O professor José Álvaro Moisés, do Instituto de Estudos Avançados da Universidade de São Paulo (USP) pontua: “Bolsonaro e Lula aparecem como polos contrapostos em luta pelo poder. A novidade, agora, é que em face da tragédia humanitária associda com o desempenho de Bolsonaro diante do coronavírus, a métrica da polarização se volta para a inevitável comparação de virtudes e vícios dos dois governos e, nesse sentido, apesar dos processos de Lula, o cenário de mais de 350 mil vítimas da covid-19 não deixa Bolsonaro em posição confortável”, opina. José Álvaro Moisés conclui, naturalmente, que, assim como foi no pleito de 2018, a próxima eleição presidencial deve girar em torno dos dois polos – Lula e Bolsonaro. A correnteza da polarização tragará, então, candidatos de centro que buscam se viabilizar, sem avançar no crescimento de intenções de voto.

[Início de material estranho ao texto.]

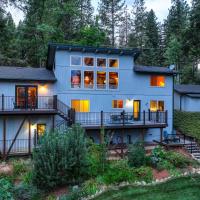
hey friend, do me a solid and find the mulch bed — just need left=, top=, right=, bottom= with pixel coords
left=153, top=169, right=170, bottom=180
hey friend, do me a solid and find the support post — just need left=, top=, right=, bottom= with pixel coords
left=141, top=129, right=145, bottom=142
left=53, top=95, right=57, bottom=110
left=28, top=117, right=31, bottom=155
left=165, top=110, right=168, bottom=125
left=52, top=115, right=55, bottom=131
left=121, top=110, right=125, bottom=158
left=100, top=111, right=103, bottom=127
left=2, top=94, right=4, bottom=111
left=160, top=128, right=163, bottom=143
left=148, top=109, right=150, bottom=121
left=156, top=110, right=159, bottom=122
left=3, top=117, right=6, bottom=159
left=143, top=110, right=145, bottom=125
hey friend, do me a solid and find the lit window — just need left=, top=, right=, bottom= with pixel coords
left=109, top=72, right=118, bottom=89
left=109, top=59, right=119, bottom=68
left=84, top=71, right=94, bottom=89
left=37, top=124, right=46, bottom=136
left=112, top=100, right=123, bottom=108
left=150, top=76, right=165, bottom=87
left=71, top=56, right=82, bottom=66
left=97, top=58, right=106, bottom=67
left=71, top=70, right=81, bottom=88
left=84, top=57, right=94, bottom=66
left=150, top=100, right=164, bottom=111
left=97, top=71, right=106, bottom=89
left=71, top=100, right=90, bottom=112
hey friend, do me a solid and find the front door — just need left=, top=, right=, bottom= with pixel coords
left=16, top=85, right=38, bottom=109
left=133, top=100, right=141, bottom=120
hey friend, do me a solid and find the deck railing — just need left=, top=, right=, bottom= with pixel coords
left=0, top=95, right=56, bottom=111
left=75, top=110, right=168, bottom=126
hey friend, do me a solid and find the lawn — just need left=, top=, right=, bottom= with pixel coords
left=174, top=110, right=200, bottom=140
left=94, top=175, right=200, bottom=200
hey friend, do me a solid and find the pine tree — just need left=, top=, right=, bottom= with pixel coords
left=98, top=0, right=125, bottom=46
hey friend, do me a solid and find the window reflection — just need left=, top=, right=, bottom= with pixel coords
left=71, top=56, right=82, bottom=66
left=84, top=71, right=94, bottom=89
left=109, top=59, right=118, bottom=68
left=84, top=57, right=94, bottom=66
left=97, top=58, right=106, bottom=67
left=97, top=71, right=106, bottom=89
left=71, top=70, right=81, bottom=88
left=109, top=72, right=118, bottom=89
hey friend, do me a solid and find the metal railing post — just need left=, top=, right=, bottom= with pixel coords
left=2, top=94, right=4, bottom=111
left=53, top=95, right=57, bottom=110
left=165, top=110, right=168, bottom=124
left=143, top=110, right=145, bottom=125
left=101, top=111, right=103, bottom=127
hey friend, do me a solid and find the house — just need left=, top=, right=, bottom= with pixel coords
left=174, top=84, right=200, bottom=112
left=0, top=43, right=176, bottom=158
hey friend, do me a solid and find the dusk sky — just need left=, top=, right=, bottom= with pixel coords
left=7, top=0, right=192, bottom=25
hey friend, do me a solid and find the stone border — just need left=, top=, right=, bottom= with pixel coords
left=83, top=168, right=200, bottom=200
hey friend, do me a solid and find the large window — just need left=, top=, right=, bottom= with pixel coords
left=71, top=100, right=90, bottom=112
left=112, top=100, right=123, bottom=108
left=71, top=70, right=81, bottom=88
left=150, top=100, right=164, bottom=111
left=84, top=71, right=94, bottom=89
left=84, top=57, right=94, bottom=66
left=70, top=56, right=82, bottom=66
left=97, top=71, right=106, bottom=89
left=150, top=76, right=165, bottom=87
left=109, top=59, right=119, bottom=68
left=97, top=58, right=106, bottom=67
left=109, top=72, right=118, bottom=89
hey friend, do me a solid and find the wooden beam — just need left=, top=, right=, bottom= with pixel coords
left=3, top=117, right=6, bottom=159
left=28, top=117, right=31, bottom=155
left=5, top=117, right=26, bottom=158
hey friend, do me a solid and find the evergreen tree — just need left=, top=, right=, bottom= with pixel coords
left=98, top=0, right=125, bottom=46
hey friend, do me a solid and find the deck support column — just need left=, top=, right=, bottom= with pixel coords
left=160, top=128, right=163, bottom=142
left=121, top=110, right=125, bottom=158
left=141, top=129, right=145, bottom=142
left=99, top=111, right=104, bottom=144
left=3, top=117, right=6, bottom=159
left=52, top=115, right=55, bottom=131
left=28, top=116, right=31, bottom=155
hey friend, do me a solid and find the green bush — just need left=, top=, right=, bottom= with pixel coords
left=12, top=159, right=30, bottom=177
left=81, top=179, right=101, bottom=197
left=127, top=142, right=146, bottom=167
left=32, top=124, right=89, bottom=190
left=13, top=183, right=43, bottom=200
left=60, top=187, right=83, bottom=200
left=102, top=160, right=134, bottom=185
left=0, top=178, right=14, bottom=200
left=133, top=166, right=153, bottom=183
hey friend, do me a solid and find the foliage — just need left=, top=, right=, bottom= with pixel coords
left=60, top=187, right=83, bottom=200
left=127, top=142, right=146, bottom=167
left=32, top=124, right=89, bottom=190
left=0, top=178, right=14, bottom=200
left=81, top=179, right=101, bottom=197
left=132, top=166, right=153, bottom=183
left=174, top=110, right=200, bottom=141
left=101, top=159, right=135, bottom=185
left=12, top=159, right=29, bottom=178
left=13, top=183, right=43, bottom=200
left=94, top=175, right=200, bottom=200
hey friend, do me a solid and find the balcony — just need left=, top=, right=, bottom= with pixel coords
left=74, top=110, right=168, bottom=129
left=0, top=95, right=57, bottom=115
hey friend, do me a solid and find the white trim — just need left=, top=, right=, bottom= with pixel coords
left=83, top=56, right=95, bottom=67
left=96, top=57, right=107, bottom=68
left=70, top=55, right=82, bottom=67
left=108, top=58, right=119, bottom=68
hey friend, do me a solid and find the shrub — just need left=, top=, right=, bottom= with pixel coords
left=82, top=179, right=101, bottom=197
left=133, top=166, right=153, bottom=183
left=60, top=187, right=83, bottom=200
left=102, top=160, right=134, bottom=185
left=12, top=159, right=30, bottom=177
left=32, top=124, right=89, bottom=190
left=127, top=142, right=146, bottom=167
left=0, top=178, right=14, bottom=200
left=13, top=183, right=43, bottom=200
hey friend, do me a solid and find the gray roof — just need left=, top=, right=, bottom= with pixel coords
left=134, top=65, right=176, bottom=75
left=174, top=84, right=200, bottom=94
left=0, top=66, right=57, bottom=82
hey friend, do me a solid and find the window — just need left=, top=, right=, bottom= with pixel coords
left=71, top=70, right=81, bottom=88
left=109, top=59, right=118, bottom=68
left=71, top=100, right=90, bottom=112
left=150, top=76, right=165, bottom=87
left=150, top=100, right=164, bottom=111
left=112, top=100, right=123, bottom=108
left=84, top=71, right=94, bottom=89
left=109, top=72, right=118, bottom=89
left=70, top=56, right=82, bottom=66
left=37, top=124, right=46, bottom=136
left=97, top=58, right=106, bottom=67
left=84, top=57, right=94, bottom=66
left=97, top=71, right=106, bottom=89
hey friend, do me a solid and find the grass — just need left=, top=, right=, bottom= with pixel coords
left=174, top=110, right=200, bottom=141
left=94, top=175, right=200, bottom=200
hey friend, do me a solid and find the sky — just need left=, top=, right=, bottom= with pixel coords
left=7, top=0, right=192, bottom=25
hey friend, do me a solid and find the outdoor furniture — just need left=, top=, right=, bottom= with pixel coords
left=110, top=113, right=133, bottom=124
left=163, top=130, right=180, bottom=144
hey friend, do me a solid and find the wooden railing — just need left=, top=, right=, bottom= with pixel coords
left=75, top=110, right=168, bottom=126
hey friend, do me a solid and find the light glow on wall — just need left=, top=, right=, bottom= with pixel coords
left=39, top=84, right=48, bottom=95
left=125, top=99, right=133, bottom=108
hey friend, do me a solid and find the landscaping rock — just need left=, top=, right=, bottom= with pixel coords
left=0, top=162, right=13, bottom=176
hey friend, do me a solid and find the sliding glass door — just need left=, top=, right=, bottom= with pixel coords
left=133, top=100, right=141, bottom=121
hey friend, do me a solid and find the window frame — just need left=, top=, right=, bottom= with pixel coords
left=70, top=55, right=82, bottom=67
left=108, top=58, right=119, bottom=68
left=150, top=75, right=165, bottom=87
left=83, top=56, right=95, bottom=67
left=96, top=57, right=107, bottom=68
left=112, top=99, right=124, bottom=109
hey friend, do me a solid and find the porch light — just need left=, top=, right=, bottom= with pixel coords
left=126, top=99, right=133, bottom=108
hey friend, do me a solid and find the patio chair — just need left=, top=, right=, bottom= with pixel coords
left=163, top=130, right=180, bottom=144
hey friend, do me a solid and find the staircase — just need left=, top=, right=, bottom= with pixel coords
left=184, top=142, right=200, bottom=160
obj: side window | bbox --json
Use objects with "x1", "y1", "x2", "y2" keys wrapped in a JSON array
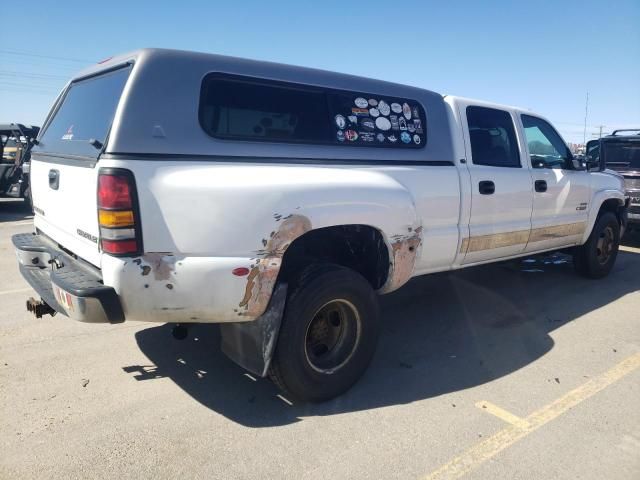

O vácuo de liderança deixado por Bolsonaro na condução da pandemia é justamente o espaço que Lula busca ocupar neste momento. Em entrevista na quinta-feira, o petista afirmou que não quer discutir as eleições em 2021. Segundo disse, o momento é de discutir vacina para o povo brasileiro, auxílio emergencial para os milhões de brasileiros que estão passando fome, política de crédito para os pequenos e médios empresários e política de investimento em setores públicos para reativar a economia brasileira. Esse discurso contrasta frontlmente com as posições de Bolsonaro na condução da pandemia. Para o cientista da UERJ Fernando Guarnieri, Lula acerta ao apostar em um discurso “neutro”, mas é preciso mais do que isso para tentar fugir da polarização em busca de uma frente ampla.
Em termos concretos, o ex-presidente Luiz Inácio Lula da Silva aposta todas as fichas numa ressurreição política em alto estilo, que anule, inclusive, o estigma que o associava a escândalos como o do mensalão e o do petrolão. Por intuição política e habilidade indiscutível, o ex-mandatário sente que Bolsonaro está perdido, vivendo um inferno astral doloroso e de consequências imprevisíveis, e que o cenário não projeta líderes emergentes capazes de empalmar a bandeira do anti-bolsonarismo e empolgar parcelas expressivas da sociedade brasileira. É nesse vácuo que Lula se movimenta, já programando viagens por todo o país, enquanto procura costurar uma aliança a mais ampla possível, atraindo, inclusive, representantes do centro que então se insinuavam como prováveis alternativas a um segundo mandato de Bolsonaro em 2022. Se não houver reviravoltas jurídicas que o afetem, Lula estará com o caminho pavimentado para a grande cartada: voltar ao Palácio do Planalto, do qual foi inquilino por dois mandatos.